Some people might enjoy Doc’s deadpan bedside manner. Mia wasn’t one of them.

The last thing she wanted from Doc was jokes. What she wanted from him was amiracle, for him to snap his fingers or wave a magic wand and make Romeo whole again.Or for him to turn back time so she could stop Romeo before he could take the bullet aimed at her.

“You foolish, wonderful man,” she whispered to Romeo, barely noticing the hot tears that streaked down her face as she kept her hands over his wound, trying with all her might to stem the flow of his blood from his body. “That bullet had my name on it. Why did you step in front of it?”

All Romeo could do was shake his head.

“I know.” Her words caught on a sob as she felt more of his warm blood seeping between her fingers. “Like Doc said, you’re a hero. You can’t help it.”

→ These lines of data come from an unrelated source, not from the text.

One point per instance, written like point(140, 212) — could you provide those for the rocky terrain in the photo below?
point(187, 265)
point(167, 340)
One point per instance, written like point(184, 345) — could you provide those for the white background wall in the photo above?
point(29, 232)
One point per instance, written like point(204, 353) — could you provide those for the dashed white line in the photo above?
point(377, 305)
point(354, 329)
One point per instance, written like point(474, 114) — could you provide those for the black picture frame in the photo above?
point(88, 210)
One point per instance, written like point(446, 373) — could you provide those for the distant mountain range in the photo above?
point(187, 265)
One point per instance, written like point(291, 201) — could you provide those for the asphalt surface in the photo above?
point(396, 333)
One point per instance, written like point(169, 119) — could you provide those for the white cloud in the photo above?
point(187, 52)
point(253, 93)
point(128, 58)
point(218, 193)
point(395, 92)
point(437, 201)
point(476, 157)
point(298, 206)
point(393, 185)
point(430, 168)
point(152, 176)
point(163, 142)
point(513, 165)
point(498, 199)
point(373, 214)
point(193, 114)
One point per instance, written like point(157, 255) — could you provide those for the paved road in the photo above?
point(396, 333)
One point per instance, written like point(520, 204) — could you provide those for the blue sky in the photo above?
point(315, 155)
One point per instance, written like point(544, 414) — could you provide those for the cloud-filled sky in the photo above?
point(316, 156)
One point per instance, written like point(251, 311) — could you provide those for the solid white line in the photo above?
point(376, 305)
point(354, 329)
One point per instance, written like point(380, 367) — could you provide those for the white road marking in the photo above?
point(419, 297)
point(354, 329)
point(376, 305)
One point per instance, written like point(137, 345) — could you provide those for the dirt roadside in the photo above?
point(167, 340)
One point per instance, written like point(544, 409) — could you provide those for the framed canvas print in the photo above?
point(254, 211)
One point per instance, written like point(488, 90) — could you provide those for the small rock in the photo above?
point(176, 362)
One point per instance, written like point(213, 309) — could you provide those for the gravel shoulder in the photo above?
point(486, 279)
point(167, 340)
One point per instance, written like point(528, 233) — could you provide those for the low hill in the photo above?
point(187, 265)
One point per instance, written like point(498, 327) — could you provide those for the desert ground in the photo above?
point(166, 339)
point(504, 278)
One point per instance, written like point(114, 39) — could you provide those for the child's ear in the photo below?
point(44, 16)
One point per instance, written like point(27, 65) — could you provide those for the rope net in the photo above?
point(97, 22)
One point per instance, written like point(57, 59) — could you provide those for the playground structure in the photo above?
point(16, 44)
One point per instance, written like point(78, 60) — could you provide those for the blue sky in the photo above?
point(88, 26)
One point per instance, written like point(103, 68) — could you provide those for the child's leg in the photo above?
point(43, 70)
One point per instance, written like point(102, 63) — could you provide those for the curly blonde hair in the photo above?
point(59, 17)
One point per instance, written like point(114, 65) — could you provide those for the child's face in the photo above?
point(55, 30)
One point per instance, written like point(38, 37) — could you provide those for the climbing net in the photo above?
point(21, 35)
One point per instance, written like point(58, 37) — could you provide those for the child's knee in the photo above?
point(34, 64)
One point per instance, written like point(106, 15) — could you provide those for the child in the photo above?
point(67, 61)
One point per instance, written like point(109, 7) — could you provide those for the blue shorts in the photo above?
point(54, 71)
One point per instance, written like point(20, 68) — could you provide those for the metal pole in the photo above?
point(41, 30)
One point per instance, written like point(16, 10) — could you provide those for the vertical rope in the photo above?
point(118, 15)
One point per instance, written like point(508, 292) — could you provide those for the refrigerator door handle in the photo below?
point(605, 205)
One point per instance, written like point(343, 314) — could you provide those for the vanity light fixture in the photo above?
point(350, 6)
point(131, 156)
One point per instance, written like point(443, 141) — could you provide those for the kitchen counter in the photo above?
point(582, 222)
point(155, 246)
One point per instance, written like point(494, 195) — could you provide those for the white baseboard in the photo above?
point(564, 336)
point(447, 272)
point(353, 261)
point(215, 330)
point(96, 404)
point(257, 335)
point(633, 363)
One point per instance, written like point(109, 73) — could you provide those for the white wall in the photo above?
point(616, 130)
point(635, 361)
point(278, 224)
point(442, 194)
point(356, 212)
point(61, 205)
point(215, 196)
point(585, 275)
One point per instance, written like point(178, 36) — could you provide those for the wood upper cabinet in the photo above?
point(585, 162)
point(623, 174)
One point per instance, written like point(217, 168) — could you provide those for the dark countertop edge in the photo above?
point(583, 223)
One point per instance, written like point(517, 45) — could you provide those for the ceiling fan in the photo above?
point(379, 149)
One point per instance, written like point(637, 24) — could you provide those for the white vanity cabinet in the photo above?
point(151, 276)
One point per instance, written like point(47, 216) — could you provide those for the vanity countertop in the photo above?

She wanted to curse god or fate or the universe or whoever was in charge for being so stupid and cruel. The idea of Romeo dying to save her was so unfathomable, it had to be a mistake. Romeo was so good, so pure of heart, and she was...her.

Even though she didn’t believe in such things, she was desperate enough to plead with whatever higher power might happen to be listening.

Please! If you have to take someone, take me! Don’t take him! Don’t—

She wasn’t able to finish her prayer before Cami skidded to a stop next to them, handing Doc the first aid kit and asking, “What can I do?”

“Keep your mouth shut,” Doc said as he threw open the lid to the kit. “I need to concentrate. And I can’t do that with you being all quick and quippy.”

Mia saw Cami open her mouth to argue. Then Cami realized anything she might say would prove Doc’s point. She snapped her mouth shut again.

“Iodine,” Doc grumbled, digging around in the kit. “Where the fuck is the iodine?”

Cami pointed to a brown bottle tucked into the corner and Doc grabbed it.

“Okay, find me a scalpel while you’re at it,” he told her as he continued to root around in the kit. When Cami found that, too, he grumbled, “I suppose tubing would be too much to ask for?”

He and Cami both spent a handful of seconds scrounging through the medical equipment while Mia’s own lungs refused to work out of solidarity with Romeo’s.

Hurry, hurry, hurry!she thought hysterically, biting her tongue to keep from saying the words aloud.